巣鴨課長:いいかい、今はまだ要件定義中だ。君が現場を駆けずり回って調整してきた要件だ。そこに大きな瑕疵はないだろう。それは信用しているよ。じゃあ、その要件を積み上げた最新の費用を計上し、間違いに気付いた効果見込みを訂正してみよう。その上で、トータルで回収計画はどうなるのかを検証してみようじゃないか。まず、要件定義の着手時に承認された計画はどうなっていたか思い出してごらん。

当初の年度別投資回収計画
当初の年度別投資回収計画(出典:IPA/SEC)

千石君:投資は開発に1700万円、その後の維持に年額2200万円です。それに対して売り上げが順次増加して、運用開始後3年目に損益分岐点を迎える計画でした。それで承認もらっています。
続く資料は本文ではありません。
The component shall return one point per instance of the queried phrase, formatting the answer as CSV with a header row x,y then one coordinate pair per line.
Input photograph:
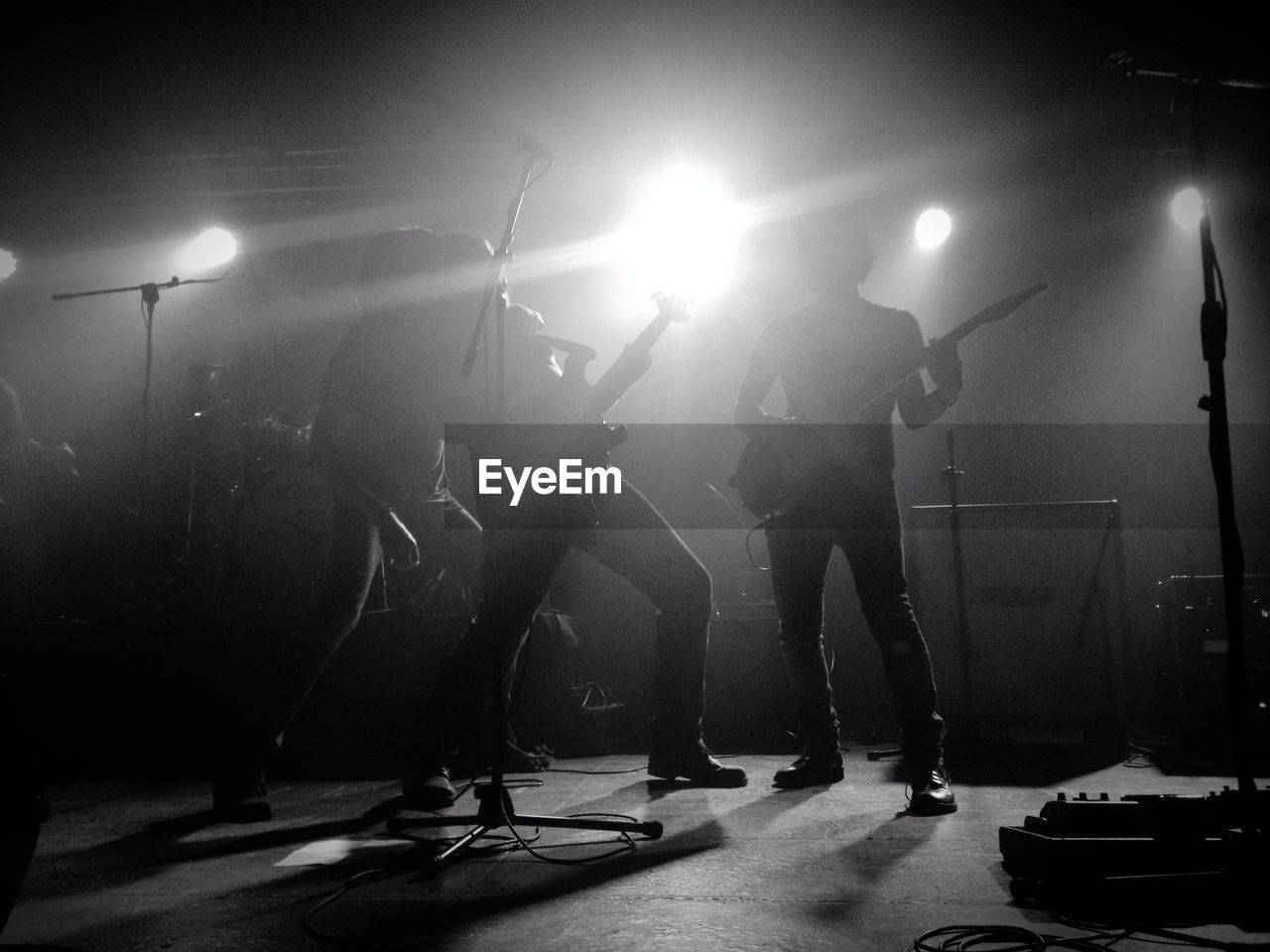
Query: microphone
x,y
529,145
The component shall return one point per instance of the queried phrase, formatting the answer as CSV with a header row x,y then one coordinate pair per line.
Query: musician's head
x,y
418,271
834,252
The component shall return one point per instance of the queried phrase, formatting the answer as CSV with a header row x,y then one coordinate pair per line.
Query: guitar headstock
x,y
677,307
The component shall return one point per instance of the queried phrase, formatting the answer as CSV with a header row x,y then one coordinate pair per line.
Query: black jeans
x,y
521,558
857,515
308,558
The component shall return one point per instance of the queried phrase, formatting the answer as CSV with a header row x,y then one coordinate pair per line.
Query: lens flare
x,y
685,238
933,229
1188,207
212,248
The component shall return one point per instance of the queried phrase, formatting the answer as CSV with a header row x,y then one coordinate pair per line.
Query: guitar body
x,y
779,466
766,481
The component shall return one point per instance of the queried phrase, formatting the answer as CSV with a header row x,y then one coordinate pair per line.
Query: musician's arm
x,y
757,384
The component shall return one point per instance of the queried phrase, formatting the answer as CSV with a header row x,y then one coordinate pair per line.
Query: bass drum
x,y
282,544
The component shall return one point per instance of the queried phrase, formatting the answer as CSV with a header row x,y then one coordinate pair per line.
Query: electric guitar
x,y
597,399
781,462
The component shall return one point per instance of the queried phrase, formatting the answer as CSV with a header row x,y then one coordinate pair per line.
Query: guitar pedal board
x,y
1087,838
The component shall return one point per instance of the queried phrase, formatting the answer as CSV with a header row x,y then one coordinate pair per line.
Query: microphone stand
x,y
1194,90
149,298
951,475
1245,864
495,809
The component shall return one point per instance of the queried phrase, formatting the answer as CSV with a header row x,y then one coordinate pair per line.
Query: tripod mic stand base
x,y
495,811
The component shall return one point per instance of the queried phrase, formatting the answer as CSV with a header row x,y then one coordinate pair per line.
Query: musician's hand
x,y
944,366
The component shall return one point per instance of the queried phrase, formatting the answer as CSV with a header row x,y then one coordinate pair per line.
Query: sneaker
x,y
931,793
811,771
697,766
429,789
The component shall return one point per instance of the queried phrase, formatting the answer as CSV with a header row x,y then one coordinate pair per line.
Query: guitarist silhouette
x,y
524,547
829,357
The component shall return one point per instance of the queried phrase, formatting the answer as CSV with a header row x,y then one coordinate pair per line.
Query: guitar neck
x,y
629,367
992,312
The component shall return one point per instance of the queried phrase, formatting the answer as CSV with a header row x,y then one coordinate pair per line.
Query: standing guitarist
x,y
525,546
833,359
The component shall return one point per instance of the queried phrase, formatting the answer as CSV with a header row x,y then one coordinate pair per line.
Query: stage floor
x,y
132,865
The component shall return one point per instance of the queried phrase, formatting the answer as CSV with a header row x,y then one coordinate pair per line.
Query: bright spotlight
x,y
933,229
684,239
1188,207
212,248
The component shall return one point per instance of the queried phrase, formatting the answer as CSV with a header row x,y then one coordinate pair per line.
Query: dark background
x,y
308,127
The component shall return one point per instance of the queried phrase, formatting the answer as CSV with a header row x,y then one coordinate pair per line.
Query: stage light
x,y
212,248
1188,207
685,236
933,229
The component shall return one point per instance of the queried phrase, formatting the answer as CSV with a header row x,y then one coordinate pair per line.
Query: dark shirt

巣鴨課長:それに対して、現在の状況はどうなっているのかな。

千石君:まず、フィット&ギャップ分析の結果から説明します。1回目の分析で決定したパッケージをベースに、これからパッケージで実施しようとしている業務とギャップを、2回目の分析で埋めに掛かりました。その結果が下の図です。

フィット&ギャップ分析の結果
フィット&ギャップ分析の結果(出典:IPA/SEC)

巣鴨課長:きちんと書けているじゃないか。さて、説明してごらん。

千石君:第1回の分析で高得点だった項目を対象に検討した結果、いずれも実現見込みがあることが確認できました。ですが、販売代理店連携やオーダーメイド商品の受注、コラボ連携の要件を実現するためには、想定した規模よりも多くパッケージのオプション機能を購入して、追加開発することが必要と分かりました。それとコールセンター業務については一部アドオンでの開発が必要と想定していましたが、規模が上振れしています。